Good Service or Bad, Clients Blab

It has been almost a year since Qualified Remodeler published the results of its consumer study of attitudes toward remodelers. In it, we showed that negative consumer attitudes were out-of-whack with the actual level of satisfaction experienced. Now comes a Wharton Business School study that quantifies the effect of bad customer experiences.

During the ’05 holiday season, shoppers were asked about their in-store buying experiences, particularly whether they experienced good service or bad. Those that had bad experiences were then asked what they did about it. Only 6 percent contacted the actual store to complain, but 31 percent went on to tell friends, family and colleagues about the experience. And this is where the research hit pay dirt. Of those, 8 percent said they had told one person. Six percent said they had told two people. But another 6 percent said they had told six or more people about their negative experiences. And people being people, as the story was retold, the researchers found, it was embellished for shock value and better effect.

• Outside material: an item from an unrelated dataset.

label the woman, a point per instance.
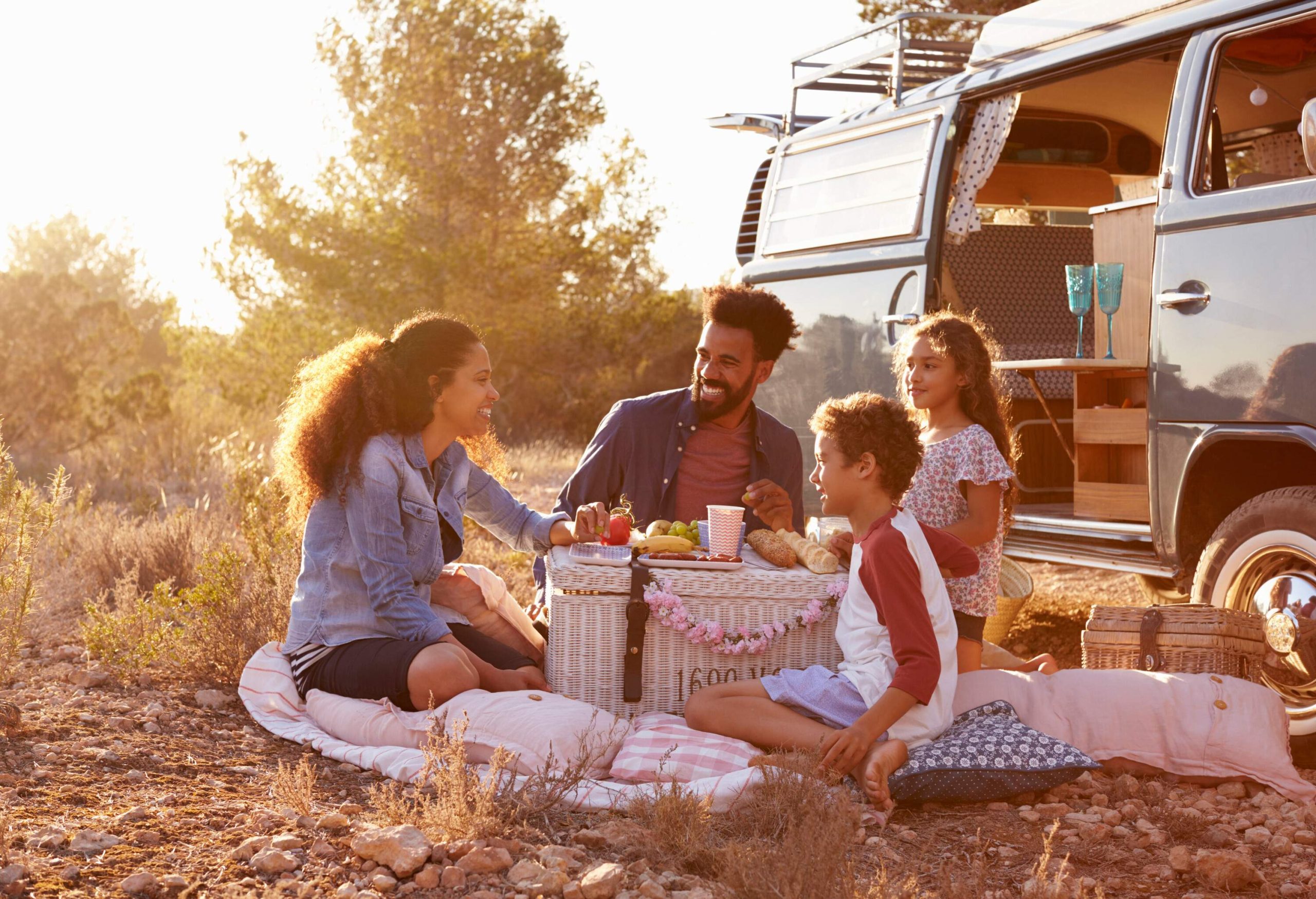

“As people tell the story, the negativity is embellished and grows,” says Paula Courtney, president of Toronto-based Verde Group, which partnered with Wharton on the research. “For example, the first time the story is told, it might be about a customer service representative who was rude. By the time the third or fourth person hears the story, the customer service representative becomes verbally abusive. Storytelling hurts retailers and entertains consumers.”

The net effect of the “storytelling” was that those who had only heard about the bad experience were less likely to do business with the retailer in question than those who had actually experienced the problem. In the survey of 1,100 consumers almost half, 48 percent, said they had avoided stores in the past as a result of someone else’s negative experience. For those who had directly experienced a problem, only 33 percent said they would probably not return.

Even though this research was conducted in a retailing environment, its lessons are easily correlated to other industries, like ours. The implications for remodeling have been evident for quite some time. Not only does the individual remodeler suffer, but negative storytelling can cast a cloud over the entire remodeling and home improvement industry.

There is no easy way to limit negative storytelling. The key, the researchers conclude, is to be proactive. Survey your customers and track their willingness to refer you to others. In the process, give those customers who say they have had a bad experience a chance to vent. And do whatever it takes (within reason) to make them feel as if you have worked hard to make them happy. This research shows pretty clearly that it really pays to limit their storytelling.